The House of Lords has overruled the Britain’s elected legislators by voting to delay any decriminalisation of TV licence fee non-payment until 2017. The vote to delay removal of the criminal penalty was 178 to 175.
Unlike the Church of England, the BBC is not able to place its own representatives in the legislature to look after its interests. But it has friends in the House of Lords who can help it out without regard for any democratic principles.
Among those legislators-for-life who thought they knew better than the representatives of the people were:
Michael Grade. He chaired the BBC from 2004 to 2006.
Floella Benjamin. She worked for the BBC as a presenter.
Michael Cashman. He worked for the BBC as an actor.

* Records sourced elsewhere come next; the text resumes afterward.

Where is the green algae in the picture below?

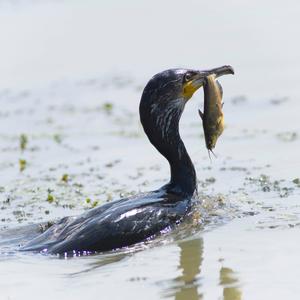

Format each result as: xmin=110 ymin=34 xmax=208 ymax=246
xmin=19 ymin=134 xmax=28 ymax=151
xmin=102 ymin=102 xmax=114 ymax=114
xmin=85 ymin=197 xmax=99 ymax=208
xmin=61 ymin=174 xmax=69 ymax=183
xmin=276 ymin=132 xmax=298 ymax=142
xmin=19 ymin=159 xmax=27 ymax=172
xmin=244 ymin=174 xmax=295 ymax=198
xmin=47 ymin=193 xmax=54 ymax=203
xmin=53 ymin=134 xmax=62 ymax=144
xmin=292 ymin=178 xmax=300 ymax=186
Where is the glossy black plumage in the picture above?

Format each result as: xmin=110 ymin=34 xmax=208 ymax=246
xmin=21 ymin=67 xmax=233 ymax=254
xmin=21 ymin=190 xmax=191 ymax=253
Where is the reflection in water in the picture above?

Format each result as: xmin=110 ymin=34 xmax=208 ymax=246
xmin=219 ymin=267 xmax=242 ymax=300
xmin=166 ymin=237 xmax=242 ymax=300
xmin=68 ymin=251 xmax=129 ymax=276
xmin=169 ymin=238 xmax=203 ymax=300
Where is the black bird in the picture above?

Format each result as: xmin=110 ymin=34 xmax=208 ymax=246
xmin=21 ymin=66 xmax=234 ymax=254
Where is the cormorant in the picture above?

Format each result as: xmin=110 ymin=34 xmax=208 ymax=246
xmin=21 ymin=66 xmax=234 ymax=254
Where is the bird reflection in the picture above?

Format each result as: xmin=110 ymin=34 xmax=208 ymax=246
xmin=173 ymin=238 xmax=203 ymax=300
xmin=219 ymin=267 xmax=242 ymax=300
xmin=67 ymin=251 xmax=130 ymax=276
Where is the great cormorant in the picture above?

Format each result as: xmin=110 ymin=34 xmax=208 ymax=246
xmin=21 ymin=66 xmax=234 ymax=254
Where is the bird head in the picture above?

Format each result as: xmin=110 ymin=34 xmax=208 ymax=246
xmin=140 ymin=66 xmax=234 ymax=135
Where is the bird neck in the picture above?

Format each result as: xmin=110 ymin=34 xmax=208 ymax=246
xmin=140 ymin=100 xmax=197 ymax=197
xmin=163 ymin=133 xmax=197 ymax=197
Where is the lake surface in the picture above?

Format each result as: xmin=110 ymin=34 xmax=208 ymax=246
xmin=1 ymin=1 xmax=300 ymax=299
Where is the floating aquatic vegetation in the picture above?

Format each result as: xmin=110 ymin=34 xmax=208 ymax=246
xmin=106 ymin=193 xmax=113 ymax=201
xmin=292 ymin=178 xmax=300 ymax=187
xmin=47 ymin=193 xmax=54 ymax=203
xmin=39 ymin=221 xmax=55 ymax=233
xmin=91 ymin=201 xmax=98 ymax=207
xmin=279 ymin=187 xmax=294 ymax=198
xmin=61 ymin=174 xmax=69 ymax=183
xmin=276 ymin=131 xmax=298 ymax=142
xmin=105 ymin=159 xmax=121 ymax=168
xmin=101 ymin=102 xmax=114 ymax=114
xmin=85 ymin=198 xmax=99 ymax=208
xmin=19 ymin=134 xmax=28 ymax=151
xmin=73 ymin=182 xmax=84 ymax=188
xmin=220 ymin=166 xmax=248 ymax=173
xmin=206 ymin=177 xmax=216 ymax=184
xmin=19 ymin=159 xmax=27 ymax=172
xmin=53 ymin=134 xmax=62 ymax=144
xmin=197 ymin=177 xmax=217 ymax=188
xmin=244 ymin=174 xmax=294 ymax=198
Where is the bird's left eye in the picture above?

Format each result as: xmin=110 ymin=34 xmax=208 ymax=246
xmin=184 ymin=72 xmax=193 ymax=82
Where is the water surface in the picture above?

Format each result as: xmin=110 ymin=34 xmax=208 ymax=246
xmin=1 ymin=1 xmax=300 ymax=299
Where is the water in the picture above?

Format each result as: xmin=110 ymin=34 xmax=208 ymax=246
xmin=1 ymin=0 xmax=300 ymax=299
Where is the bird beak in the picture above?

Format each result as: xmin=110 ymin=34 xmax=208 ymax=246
xmin=194 ymin=65 xmax=234 ymax=87
xmin=183 ymin=65 xmax=234 ymax=100
xmin=200 ymin=65 xmax=235 ymax=79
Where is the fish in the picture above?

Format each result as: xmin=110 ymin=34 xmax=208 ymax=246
xmin=198 ymin=74 xmax=224 ymax=158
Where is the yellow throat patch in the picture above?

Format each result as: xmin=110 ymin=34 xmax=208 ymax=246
xmin=183 ymin=81 xmax=202 ymax=100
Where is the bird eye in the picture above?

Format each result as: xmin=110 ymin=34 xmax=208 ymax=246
xmin=184 ymin=72 xmax=193 ymax=82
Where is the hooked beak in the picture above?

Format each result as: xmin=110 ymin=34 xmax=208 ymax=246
xmin=183 ymin=65 xmax=234 ymax=100
xmin=200 ymin=65 xmax=234 ymax=78
xmin=194 ymin=65 xmax=234 ymax=87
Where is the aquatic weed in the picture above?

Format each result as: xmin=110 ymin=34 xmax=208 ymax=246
xmin=102 ymin=102 xmax=113 ymax=114
xmin=19 ymin=159 xmax=27 ymax=172
xmin=85 ymin=198 xmax=99 ymax=208
xmin=276 ymin=132 xmax=298 ymax=142
xmin=47 ymin=193 xmax=54 ymax=203
xmin=244 ymin=174 xmax=294 ymax=197
xmin=61 ymin=174 xmax=69 ymax=183
xmin=292 ymin=178 xmax=300 ymax=187
xmin=53 ymin=134 xmax=62 ymax=144
xmin=19 ymin=134 xmax=28 ymax=151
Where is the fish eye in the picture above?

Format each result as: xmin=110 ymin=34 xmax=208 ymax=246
xmin=184 ymin=72 xmax=193 ymax=82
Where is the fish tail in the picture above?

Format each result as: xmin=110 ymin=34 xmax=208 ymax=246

Mr Grade said that “dark forces” were behind the attempt to keep those who watch TV without a licence out of the criminal justice system. But he admitted that he wanted to protect the BBC’s income by letting it continue to force those who do not want to watch BBC TV pay for it regardless. The “dark forces” used the democratic House of Commons. The BBC used the undemocratic House of Lords.
Richard Overton warned us in his A Remonstrance of Many Thousand Citizens in 1646.
“You only are chosen by the people and therefore in you only is the power of binding the whole nation by making, altering or abolishing of laws” he told MPs. “You have therefore prejudiced us in acting so as if you could not make a law without both the royal assent of the king (so you are pleased to express yourselves) and the assent of the Lords”.
We have still not learned his lesson.